Thursday, May 10, 2018

Physics of the afterlife, continued

Quite a while back, I scribbled a speculative comparison of “afterlife” environments with a view of forming some rudimentary concepts that I dubbed the “physics of the afterlife.” I took as starting point a detailed account of a non-terrestrial environment described in “The Children That Time Forgot” entitled “Boy remembers being in his aunt’s womb: Desmond Sanderson, Coventry.” This fairly detailed account of a “between-life” environment is notable for two very specific physical descriptions—a special fruit that was fed to the newly-crossed-over to help them recover from the terrestrial environment, and water. Actually, what the three-year-old Desmond describes as “water” is apparently a substance that mimics the appearance and behavior of water, but the substance isn’t a liquid in physical terms. Desmond describes being able to float on top of the “water” but he never gets wet from it. Additionally, the substance displays chromatic colors that are internal (not reflections) and makes tinkling sounds when it’s disturbed. In terms of legitimate afterlife descriptions, this is fairly specific—none of the vague sorts of lights and clouds that are usually described.  Well, I’ve come across another account of this “water” in an NDE account from the NDERF site:

I could see the water, and a bright glow surrounded it and the burbling of the water had a musical sound to it, this stream of water fairly sang! The water was so sparkling clear! I remember wanting to bend over and take a drink from the stream that was running through this garden we were walking thru. When I tried to scoop up water with my hands the water ran through my hands, literally, and it wasn’t wet!—“Derry”

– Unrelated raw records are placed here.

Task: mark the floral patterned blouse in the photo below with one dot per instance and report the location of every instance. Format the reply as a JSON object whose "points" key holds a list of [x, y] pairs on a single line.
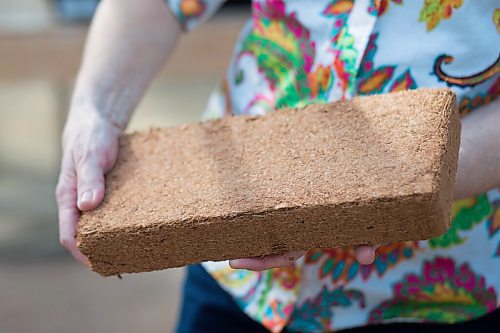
{"points": [[295, 52]]}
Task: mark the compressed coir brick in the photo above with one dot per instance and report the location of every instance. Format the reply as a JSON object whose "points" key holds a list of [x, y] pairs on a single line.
{"points": [[372, 170]]}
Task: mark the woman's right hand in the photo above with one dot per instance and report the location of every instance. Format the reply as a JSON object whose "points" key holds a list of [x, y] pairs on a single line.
{"points": [[90, 148]]}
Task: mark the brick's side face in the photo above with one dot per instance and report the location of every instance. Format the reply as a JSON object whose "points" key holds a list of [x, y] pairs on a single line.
{"points": [[340, 174], [449, 157]]}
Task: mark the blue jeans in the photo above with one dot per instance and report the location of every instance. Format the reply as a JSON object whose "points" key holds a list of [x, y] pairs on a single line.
{"points": [[207, 308]]}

Derry’s account is one of the more descriptive NDEs and is worth a read.

I may be approaching this issue from the wrong perspective by expecting the afterlife environment to be like the terrestrial one, and trying to figure out why it isn’t. (Obviously, if I were on the other end, I’d be trying to figure out why terrestrial water gets things wet and doesn’t play music.)   But I keep returning to this because it is one of the few common specific descriptions by experiencers that surprises them. (Among other common experiences are being able to travel to destinations instantly merely by thinking of them, 360-degree vision, ability to communicate without words, etc..)   I can somewhat explain these commonalities, and the experiencers don’t seemed surprised by them. But I can’t explain the “water.” Why not just have “real” water in the afterlife?  Why this substance that obviously isn’t water, despite outward appearance? The most obvious answer: “water” doesn’t, or can’t, exist on this particular afterlife plane. Other terrestrial artifacts—dirt, sky, light, buildings—are represented in forms that are somewhat analogous to earth. But not water.

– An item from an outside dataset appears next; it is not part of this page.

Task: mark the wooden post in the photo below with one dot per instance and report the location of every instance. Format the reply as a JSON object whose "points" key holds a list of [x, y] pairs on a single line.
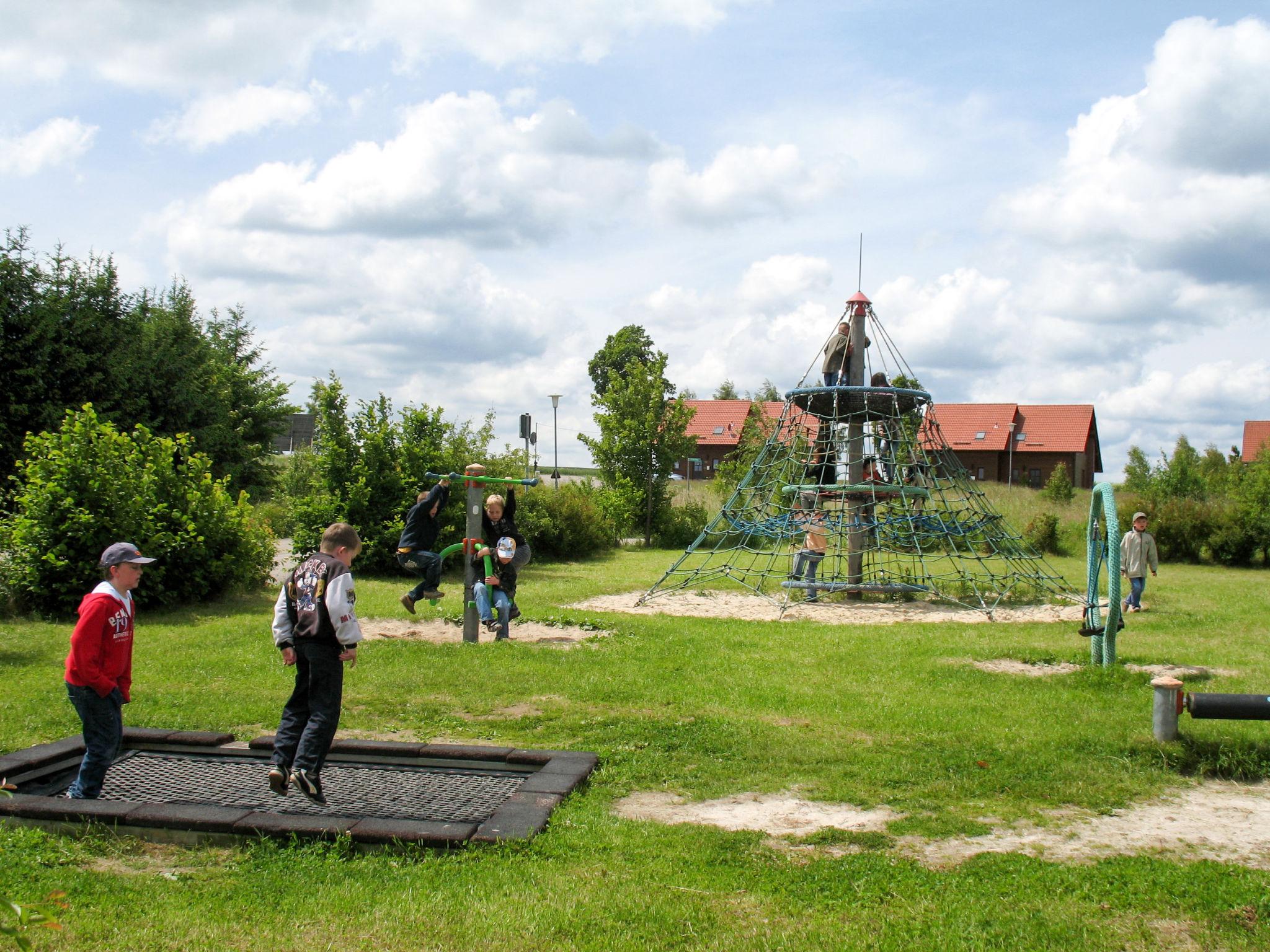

This may, or may not, be related to the water anomaly: An NDE account by Jaime wherein he is presented with a cup of coffee by his deceased grandmother. When he tries to drink it he discovers that “it was not hot and had no taste. It was lukewarm; but yet there was steam coming from it like it was hot, but it was not. It's like when you are sick and there's no taste.”

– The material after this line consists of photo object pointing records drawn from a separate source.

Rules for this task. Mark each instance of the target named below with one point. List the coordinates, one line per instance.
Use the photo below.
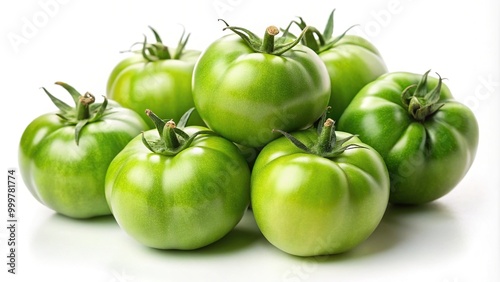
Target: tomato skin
(308, 205)
(243, 95)
(426, 159)
(352, 63)
(69, 178)
(185, 201)
(164, 86)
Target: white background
(455, 239)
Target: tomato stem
(268, 40)
(159, 51)
(84, 112)
(317, 41)
(269, 44)
(421, 102)
(327, 145)
(326, 138)
(172, 139)
(170, 136)
(83, 106)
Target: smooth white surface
(455, 239)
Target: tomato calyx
(172, 139)
(314, 39)
(420, 102)
(268, 44)
(157, 51)
(327, 145)
(85, 111)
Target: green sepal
(158, 51)
(172, 139)
(420, 102)
(314, 39)
(84, 112)
(327, 145)
(268, 44)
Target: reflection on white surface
(99, 249)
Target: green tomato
(427, 139)
(64, 156)
(351, 61)
(322, 197)
(158, 79)
(184, 191)
(244, 88)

Water as we know it does not, and cannot, exist on this plane—what could this mean?

As we are all taught in biology class, life as we know it can’t exist on the physical plane without water. If there is no water in the afterlife (or on that specific afterlife plane), we aren’t in bodies that function like terrestrial ones... perhaps we are in forms that mimic the physical, and appear physical, but we are governed by different laws (or “root assumptions”) that would appear alien to us. This opens up a whole world of speculation for the physics-inclined explorer, and eliminates the need to send Mars-type landers into the afterworld to scrape for subterranean ice.